In the aftermath of Bland's death, a priest and anti-abortion campaigner, James Morrow, started a legal challenge to have the doctor who withdrew his treatment charged with murder, but this was rejected by the High Court in April 1994.

On 28 June 2017, the Crown Prosecution Service announced that David Duckenfield, the police commander, would be charged with manslaughter by gross negligence in relation to the deaths of the other 95 victims, but a charge could not apply in relation to Bland because he died outside of the time limit for death for the alleged offence.

==Moral and legal issues==
The case brought up a number of moral and legal issues. As a result, the number of previous cases referred to is extensive.

This case is another which delegated to the Bolam standard. This was a test introduced by the courts in Bolam v. Friern Hospital Management Committee. The essence of the Bolam standard is such as to remove liability from medical staff if the treatment they have provided to a patient under the particular circumstances would have been followed by a responsible body of medical personnel, exercising due skill and care in the process. Under Bolam, a doctor need only show that he was following an accepted medical practice —even if that practice was only followed by a minority of medical professionals. This was one of the arguments put forward on behalf of Dr Howe; that it would be intolerable if Dr Howe was charged with murder for following what he submitted to be generally regarded as good medical practice.

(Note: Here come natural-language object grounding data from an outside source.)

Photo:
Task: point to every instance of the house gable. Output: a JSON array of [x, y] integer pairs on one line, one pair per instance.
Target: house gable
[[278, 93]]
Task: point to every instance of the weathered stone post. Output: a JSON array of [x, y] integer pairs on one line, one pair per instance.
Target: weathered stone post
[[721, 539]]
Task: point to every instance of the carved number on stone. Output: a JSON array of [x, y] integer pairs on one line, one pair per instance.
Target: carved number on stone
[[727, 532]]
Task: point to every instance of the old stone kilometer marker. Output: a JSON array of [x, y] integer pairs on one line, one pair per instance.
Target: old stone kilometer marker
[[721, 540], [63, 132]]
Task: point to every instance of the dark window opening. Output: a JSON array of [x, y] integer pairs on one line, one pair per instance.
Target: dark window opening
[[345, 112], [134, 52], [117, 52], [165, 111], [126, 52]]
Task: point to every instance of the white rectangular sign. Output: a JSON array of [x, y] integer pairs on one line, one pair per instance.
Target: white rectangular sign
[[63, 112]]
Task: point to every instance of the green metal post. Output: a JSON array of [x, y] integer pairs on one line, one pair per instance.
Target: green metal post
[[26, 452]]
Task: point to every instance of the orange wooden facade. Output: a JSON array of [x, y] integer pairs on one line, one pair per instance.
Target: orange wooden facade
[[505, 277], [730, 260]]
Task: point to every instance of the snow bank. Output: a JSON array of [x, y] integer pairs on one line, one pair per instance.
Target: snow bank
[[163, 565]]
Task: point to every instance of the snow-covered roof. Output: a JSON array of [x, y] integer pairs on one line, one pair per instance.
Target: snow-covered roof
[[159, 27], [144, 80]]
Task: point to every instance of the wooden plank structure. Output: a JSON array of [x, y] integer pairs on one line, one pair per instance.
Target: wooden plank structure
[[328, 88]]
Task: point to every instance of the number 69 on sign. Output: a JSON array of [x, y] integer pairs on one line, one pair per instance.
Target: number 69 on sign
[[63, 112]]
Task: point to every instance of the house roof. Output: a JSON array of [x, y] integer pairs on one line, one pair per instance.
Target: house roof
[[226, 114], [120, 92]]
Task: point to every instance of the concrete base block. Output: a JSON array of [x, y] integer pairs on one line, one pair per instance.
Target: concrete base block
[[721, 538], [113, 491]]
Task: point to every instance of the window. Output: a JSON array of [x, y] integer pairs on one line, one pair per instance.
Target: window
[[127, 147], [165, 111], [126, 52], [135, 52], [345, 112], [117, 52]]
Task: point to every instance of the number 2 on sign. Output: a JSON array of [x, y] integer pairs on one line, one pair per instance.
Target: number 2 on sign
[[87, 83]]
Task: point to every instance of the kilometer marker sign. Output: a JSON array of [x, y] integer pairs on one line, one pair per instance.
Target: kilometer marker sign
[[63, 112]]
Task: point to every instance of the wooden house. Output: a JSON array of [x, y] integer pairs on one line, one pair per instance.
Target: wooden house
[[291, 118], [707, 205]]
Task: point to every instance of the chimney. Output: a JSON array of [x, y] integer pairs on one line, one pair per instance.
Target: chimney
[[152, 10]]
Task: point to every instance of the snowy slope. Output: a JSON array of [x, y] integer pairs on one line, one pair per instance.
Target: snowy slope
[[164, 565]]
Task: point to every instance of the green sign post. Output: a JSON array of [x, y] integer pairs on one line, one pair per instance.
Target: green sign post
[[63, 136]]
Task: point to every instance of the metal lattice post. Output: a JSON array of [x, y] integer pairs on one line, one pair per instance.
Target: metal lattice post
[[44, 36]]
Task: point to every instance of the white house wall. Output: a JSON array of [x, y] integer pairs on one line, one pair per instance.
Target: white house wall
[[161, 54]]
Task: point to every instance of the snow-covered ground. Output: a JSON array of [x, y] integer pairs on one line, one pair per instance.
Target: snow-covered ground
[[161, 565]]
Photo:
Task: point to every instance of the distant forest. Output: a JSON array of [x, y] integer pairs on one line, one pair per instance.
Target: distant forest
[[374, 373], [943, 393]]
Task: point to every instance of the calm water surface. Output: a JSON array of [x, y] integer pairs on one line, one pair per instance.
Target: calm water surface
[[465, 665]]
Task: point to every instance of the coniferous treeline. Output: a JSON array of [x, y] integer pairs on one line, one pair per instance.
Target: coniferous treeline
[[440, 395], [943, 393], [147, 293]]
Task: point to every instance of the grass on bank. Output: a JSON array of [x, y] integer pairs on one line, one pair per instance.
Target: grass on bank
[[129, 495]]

A long-time critic of the Bland case, Dr Jacqueline Laing argues that the implications of the judicial decision deserve revisiting given recent Freedom of Information Act requests revealing financial incentives and staggering compliance in rolling out the 2008 NHS End-Of-Life Care strategy. She warns that Bland has been dangerously extended by the Mental Capacity Act 2005 so that novel third parties now have power to remove treatment.

==Andrew Devine==
Tony Bland was one of two people injured at Hillsborough to have been diagnosed as being in a persistent vegetative state. The other was 22-year-old Andrew Devine, from the Liverpool area, who also suffered massive brain damage as a result of being deprived of oxygen due to crush injuries. In the immediate aftermath of the disaster, his parents were warned by doctors that he was likely to die within a few months. In 1994, five years after the disaster and one year after the death of Tony Bland, Devine's family claimed to have seen him following a moving object with his eyes. By March 1997, Devine was able to communicate to others using a touch-sensitive buzzer to answer "yes" or "no" to questions asked. By the time of the disaster's 20th anniversary in April 2009, it was reported that he continued to show signs of awareness around him but his condition had barely improved since he was first reported to have emerged from the coma 12 years earlier. Devine died on 27 July 2021, 32 years after the disaster, with Liverpool coroner Andre Rebello recording a verdict of unlawful killing, making him the 97th victim.